Portugueses emigrantes estão a ser impedidos de votar no respetivo consulado. Governo admite problemas pontuais

Voto antecipado
Autor: Horta e Costa | 29 de Janeiro de 2022

Multiplicam-se os relatos de cidadãos portugueses a residirem em Madrid que não estão a conseguir votar presencialmente no consulado de Portugal na capital espanhola para as eleições legislativas.

O consulado diz que não estão registados e deveriam ter votado por correspondência, mas os eleitores dizem que não receberam a carta.

O Ministério da Administração Interna fala em “problemas pontuais” na correspondência enviada para o estrangeiro, situação que está a acompanhar, e diz que Portugal já recebeu mais de 12% dos votos por correspondência de Espanha.

“Efetivamente nunca recebemos a carta. Hoje fomos ao consulado para votar, demos o nosso cartão de cidadão aos funcionários, mas não foi possível. Foi-nos dito que a carta está em trânsito, algures em parte incerta”, conta João Pita Rua, que está recenseado há mais de três anos em Espanha.

Durante o último mês, João e o seu colega Henrique Borges, registado em Espanha há quatro anos, fizeram questão de contactar o consulado em Madrid para perceberem qual seria a melhor forma de votar para o caso não receberem a carta em casa. Foi lhes dito, então, que não haveria problema pois poderiam sempre votar presencialmente no consulado durante o fim de semana de 29 e 30, relatam ambos.

“Confrontamos os funcionários do consulado com esta informação.

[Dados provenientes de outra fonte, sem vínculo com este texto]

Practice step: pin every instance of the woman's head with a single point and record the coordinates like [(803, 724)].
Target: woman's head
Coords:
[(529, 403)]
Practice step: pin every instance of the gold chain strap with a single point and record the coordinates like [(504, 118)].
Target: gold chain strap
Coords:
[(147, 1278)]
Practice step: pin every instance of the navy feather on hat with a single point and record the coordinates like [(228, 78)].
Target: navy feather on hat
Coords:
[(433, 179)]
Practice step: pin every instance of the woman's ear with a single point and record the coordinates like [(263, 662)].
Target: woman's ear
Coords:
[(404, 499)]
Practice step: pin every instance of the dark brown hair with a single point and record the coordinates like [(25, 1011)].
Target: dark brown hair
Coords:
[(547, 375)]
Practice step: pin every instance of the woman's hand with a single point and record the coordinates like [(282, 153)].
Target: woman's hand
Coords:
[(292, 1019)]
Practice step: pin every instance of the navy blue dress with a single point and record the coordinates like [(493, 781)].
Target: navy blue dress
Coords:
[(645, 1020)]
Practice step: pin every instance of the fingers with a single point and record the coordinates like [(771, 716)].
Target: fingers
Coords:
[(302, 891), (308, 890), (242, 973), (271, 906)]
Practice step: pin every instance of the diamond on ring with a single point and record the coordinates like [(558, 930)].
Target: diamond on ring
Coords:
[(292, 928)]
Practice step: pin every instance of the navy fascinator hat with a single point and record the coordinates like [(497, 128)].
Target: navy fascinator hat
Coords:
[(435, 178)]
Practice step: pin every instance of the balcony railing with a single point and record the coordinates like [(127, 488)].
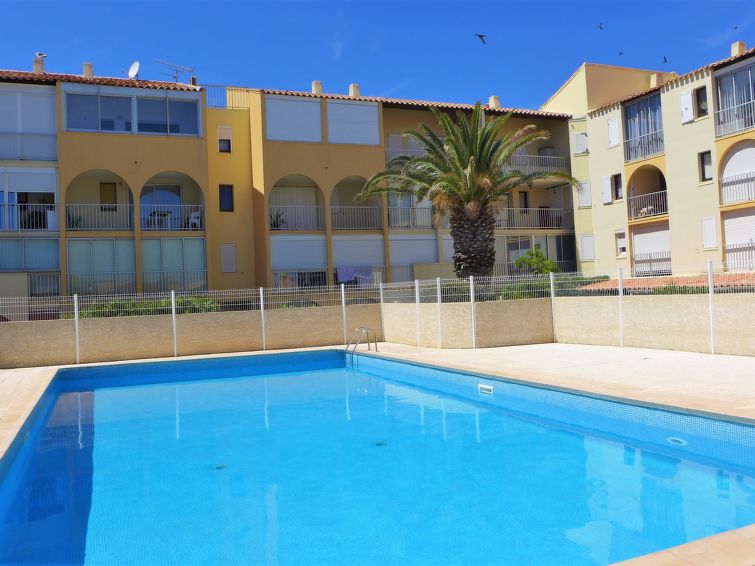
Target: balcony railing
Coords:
[(99, 217), (530, 164), (159, 281), (737, 188), (357, 217), (643, 146), (41, 147), (535, 218), (172, 217), (651, 264), (735, 119), (23, 217), (648, 205), (303, 217), (740, 257), (410, 218), (101, 283)]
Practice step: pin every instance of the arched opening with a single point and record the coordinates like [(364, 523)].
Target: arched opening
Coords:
[(99, 200), (351, 214), (171, 201), (738, 174), (647, 193), (295, 203)]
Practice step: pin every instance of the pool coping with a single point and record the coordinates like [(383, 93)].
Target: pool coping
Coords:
[(735, 544)]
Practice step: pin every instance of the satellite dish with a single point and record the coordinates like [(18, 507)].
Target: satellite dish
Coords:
[(133, 71)]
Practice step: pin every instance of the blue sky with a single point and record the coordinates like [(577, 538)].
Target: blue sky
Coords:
[(419, 49)]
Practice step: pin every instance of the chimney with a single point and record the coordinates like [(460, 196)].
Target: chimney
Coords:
[(656, 79), (737, 48), (39, 65)]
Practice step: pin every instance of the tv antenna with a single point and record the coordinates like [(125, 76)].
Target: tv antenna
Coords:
[(176, 70)]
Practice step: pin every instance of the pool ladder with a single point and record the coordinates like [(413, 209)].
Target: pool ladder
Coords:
[(356, 339)]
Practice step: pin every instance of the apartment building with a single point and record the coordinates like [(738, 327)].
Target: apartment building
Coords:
[(667, 166)]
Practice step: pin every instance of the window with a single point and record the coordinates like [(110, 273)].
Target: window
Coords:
[(621, 243), (224, 139), (706, 166), (107, 196), (226, 198), (701, 102), (617, 186)]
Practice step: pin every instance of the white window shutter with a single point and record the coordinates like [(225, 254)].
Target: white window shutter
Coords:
[(613, 132), (710, 241), (587, 247), (685, 103), (605, 187), (584, 198)]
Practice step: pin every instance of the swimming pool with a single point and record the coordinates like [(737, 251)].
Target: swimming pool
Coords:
[(296, 459)]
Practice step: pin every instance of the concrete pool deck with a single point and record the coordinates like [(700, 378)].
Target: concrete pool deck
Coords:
[(691, 382)]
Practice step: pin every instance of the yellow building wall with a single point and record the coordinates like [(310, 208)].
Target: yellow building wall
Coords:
[(235, 227)]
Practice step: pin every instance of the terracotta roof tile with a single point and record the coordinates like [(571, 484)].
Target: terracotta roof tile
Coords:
[(52, 78), (410, 103)]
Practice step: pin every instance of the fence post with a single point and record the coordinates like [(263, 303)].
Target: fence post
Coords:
[(552, 279), (416, 302), (262, 318), (474, 321), (173, 315), (440, 325), (76, 326), (711, 314), (621, 307), (343, 312)]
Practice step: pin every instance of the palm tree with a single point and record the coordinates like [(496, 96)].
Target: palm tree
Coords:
[(465, 175)]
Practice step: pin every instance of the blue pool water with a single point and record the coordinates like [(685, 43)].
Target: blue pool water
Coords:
[(296, 459)]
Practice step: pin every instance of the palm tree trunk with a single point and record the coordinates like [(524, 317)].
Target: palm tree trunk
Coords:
[(474, 242)]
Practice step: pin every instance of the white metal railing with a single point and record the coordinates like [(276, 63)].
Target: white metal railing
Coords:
[(42, 147), (101, 283), (99, 217), (300, 278), (157, 281), (740, 257), (19, 217), (392, 153), (737, 188), (643, 146), (172, 217), (529, 164), (546, 218), (649, 264), (357, 217), (736, 118), (410, 218), (648, 205), (304, 217)]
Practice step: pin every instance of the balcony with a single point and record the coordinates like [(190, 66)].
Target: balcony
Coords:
[(28, 217), (735, 119), (410, 218), (172, 217), (531, 164), (356, 217), (296, 217), (737, 188), (648, 205), (643, 146), (534, 218), (105, 217), (651, 264)]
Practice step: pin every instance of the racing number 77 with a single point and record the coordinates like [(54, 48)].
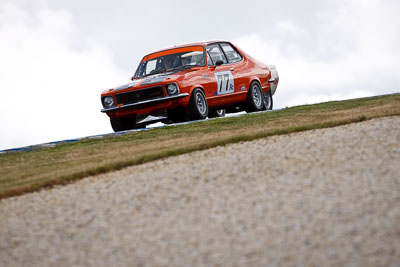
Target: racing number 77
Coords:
[(223, 79)]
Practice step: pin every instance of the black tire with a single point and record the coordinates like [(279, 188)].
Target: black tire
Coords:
[(124, 124), (254, 101), (198, 107), (216, 113), (268, 103)]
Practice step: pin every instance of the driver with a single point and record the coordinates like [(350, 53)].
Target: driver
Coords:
[(168, 62)]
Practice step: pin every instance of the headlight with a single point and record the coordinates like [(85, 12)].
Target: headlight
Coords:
[(172, 89), (108, 102)]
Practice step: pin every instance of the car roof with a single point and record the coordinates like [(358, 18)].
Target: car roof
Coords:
[(202, 43)]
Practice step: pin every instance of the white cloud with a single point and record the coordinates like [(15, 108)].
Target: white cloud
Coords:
[(353, 54), (50, 91)]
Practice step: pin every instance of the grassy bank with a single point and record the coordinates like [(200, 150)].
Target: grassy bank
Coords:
[(23, 172)]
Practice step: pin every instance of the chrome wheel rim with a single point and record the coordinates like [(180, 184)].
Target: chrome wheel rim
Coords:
[(201, 103), (257, 95), (267, 100)]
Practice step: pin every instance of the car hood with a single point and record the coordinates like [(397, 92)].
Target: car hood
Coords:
[(153, 79)]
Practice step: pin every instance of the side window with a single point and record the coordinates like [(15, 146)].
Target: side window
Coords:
[(209, 60), (232, 55), (150, 66), (216, 53)]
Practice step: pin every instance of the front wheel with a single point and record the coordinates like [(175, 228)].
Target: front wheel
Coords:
[(254, 101), (268, 103), (198, 107)]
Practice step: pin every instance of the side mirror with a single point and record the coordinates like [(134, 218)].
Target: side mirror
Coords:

Apenas nos disseram que o call center para onde ligamos é um serviço subcontratado e que ‘não sabem do que falam’. Como vou então exercer o meu direito de voto?”, questiona Henrique.

Para votar no consulado era necessário ter registado até ao dia 5 de dezembro, de acordo com a Lei Eleitoral, algo que João Pita Rua e Henrique Borges não fizeram porque pensavam que iam votar por correspondência, assim como muitos outros se encontram na situação.

“Estou com mais de uma dezena de amigos e nenhum conseguiu votar no consulado”, relata Henrique Borges.

“Muitas pessoas, centenas estarão na mesma situação, pois difundimos a mensagem junto dos outros portugueses de que poderiam votar no consulado se não tivessem recebido a carta. Do consulado disseram-nos que tinham apenas algumas pessoas para votar presencialmente, apenas 14 pessoas, o que é um número muito reduzido tendo em conta uma comunidade de mais de 30 mil portugueses aqui em Espanha”, conta João Pita Rua.

Para João Pita Rua é “quase utópico” pensar que ainda vai conseguir votar. Não deixa de lamentar, ainda assim, o “sistema burocrático, pouco claro e arcaico” que não ajuda a combater o fenómeno de abstenção que costuma ser elevado no círculo eleitoral da Europa.

Após a partilha do artigo nas redes sociais, outros eleitores deram conta que o mesmo problema em Madrid e também acontece em Maputo, Moçambique.